As I observe reality I am going further into layers...meditating, feeling, listening and exploring the space between things. I see past my limitations as I whittle away the vague, congeal the particulars and unveil their relationships from my unique perspective.

The layers of my paintings, therefore, are more like excavations of my environment rather than constructions or creations. The more layers I create, the more clarity and structure comes forth. Yet each layer is a complete and valuable painting.

A defect can become a tool when it is seen in context to the norm and given value. I have accepted my limitations and by embracing them I have found a deep world that is by nature shared with others.

Artist Bio:
Laura Gilmore is an artist, teacher and healer who has been living, teaching and creating in Chicago for 20 years. She graduated from Newberry College in South Carolina in 1993 where she studied painting.  She has focused most of her time in Chicago on educating youth, painting murals and private commissions.

Between 2007 and 2010 she began to focus on energy medicine. She states:
"Practicing meditation for example, I find my center and good health results. With good health, I experience a clarity that allows me to look much more deeply into reality and to express what I see effortlessly for others to benefit from. I see my inner creative process as having a direct impact on the outer world and is my art practice."

About the project:

Laura set out to spend a 40 hour, typical work week painting in a plein-office-air fashion at RTKL Chicago.
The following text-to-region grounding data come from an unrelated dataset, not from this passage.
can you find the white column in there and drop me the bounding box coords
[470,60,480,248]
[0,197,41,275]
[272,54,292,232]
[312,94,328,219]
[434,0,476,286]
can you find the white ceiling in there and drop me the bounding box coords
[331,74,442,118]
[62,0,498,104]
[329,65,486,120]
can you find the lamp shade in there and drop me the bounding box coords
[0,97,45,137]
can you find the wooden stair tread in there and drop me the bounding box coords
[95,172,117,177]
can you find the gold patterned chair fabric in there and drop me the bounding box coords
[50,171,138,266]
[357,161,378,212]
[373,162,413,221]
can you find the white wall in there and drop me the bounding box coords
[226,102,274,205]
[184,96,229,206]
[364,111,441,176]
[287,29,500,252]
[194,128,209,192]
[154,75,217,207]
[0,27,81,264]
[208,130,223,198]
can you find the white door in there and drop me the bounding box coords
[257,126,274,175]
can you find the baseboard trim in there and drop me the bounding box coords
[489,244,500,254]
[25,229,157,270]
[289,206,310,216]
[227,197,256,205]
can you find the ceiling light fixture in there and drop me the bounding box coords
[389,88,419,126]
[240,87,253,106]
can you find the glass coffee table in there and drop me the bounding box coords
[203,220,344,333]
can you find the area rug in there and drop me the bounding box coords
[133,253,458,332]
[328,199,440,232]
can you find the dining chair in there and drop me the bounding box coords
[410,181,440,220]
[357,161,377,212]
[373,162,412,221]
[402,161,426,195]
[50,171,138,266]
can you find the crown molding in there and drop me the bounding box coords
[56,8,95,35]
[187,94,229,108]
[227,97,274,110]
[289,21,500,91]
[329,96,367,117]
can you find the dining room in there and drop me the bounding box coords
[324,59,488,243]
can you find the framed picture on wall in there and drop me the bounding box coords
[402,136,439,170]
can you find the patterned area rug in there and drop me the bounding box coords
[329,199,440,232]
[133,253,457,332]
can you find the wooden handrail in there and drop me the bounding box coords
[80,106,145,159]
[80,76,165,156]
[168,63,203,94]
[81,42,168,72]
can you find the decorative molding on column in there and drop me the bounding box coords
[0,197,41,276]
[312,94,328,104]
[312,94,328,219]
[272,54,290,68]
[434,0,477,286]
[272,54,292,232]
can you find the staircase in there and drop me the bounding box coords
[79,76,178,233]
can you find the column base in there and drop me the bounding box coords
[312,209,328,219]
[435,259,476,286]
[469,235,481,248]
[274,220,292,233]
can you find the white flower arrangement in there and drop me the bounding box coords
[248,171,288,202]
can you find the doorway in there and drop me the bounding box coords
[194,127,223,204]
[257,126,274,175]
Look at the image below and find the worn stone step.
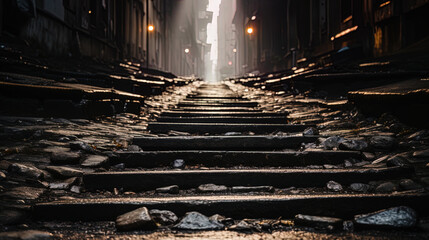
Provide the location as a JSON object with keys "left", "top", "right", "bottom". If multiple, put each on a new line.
{"left": 147, "top": 122, "right": 311, "bottom": 134}
{"left": 177, "top": 102, "right": 258, "bottom": 107}
{"left": 133, "top": 135, "right": 318, "bottom": 150}
{"left": 83, "top": 167, "right": 412, "bottom": 191}
{"left": 186, "top": 95, "right": 243, "bottom": 100}
{"left": 156, "top": 116, "right": 288, "bottom": 124}
{"left": 170, "top": 107, "right": 261, "bottom": 112}
{"left": 113, "top": 150, "right": 362, "bottom": 168}
{"left": 33, "top": 193, "right": 429, "bottom": 221}
{"left": 160, "top": 111, "right": 287, "bottom": 118}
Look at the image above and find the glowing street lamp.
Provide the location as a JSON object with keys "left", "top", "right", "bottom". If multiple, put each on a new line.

Inspired by the creative working atmosphere and our amazing views, she chose to paint the urban landscape of buildings from our west view on the 19th floor.  Her meticulous and colorful layers grew each day revealing more details about the facades, patterns and light the continuously change upon close observation. But like many creative endeavors, the project grew beyond the original intentions and she spent countless hours in the office and at home evolving this project into something greater, even starting a second paint. The second painting is one in progress of the same composition as she challenges herself to paint without her corrective eye glasses, allowing her cornea defect to be fully explored in the creation of a painting.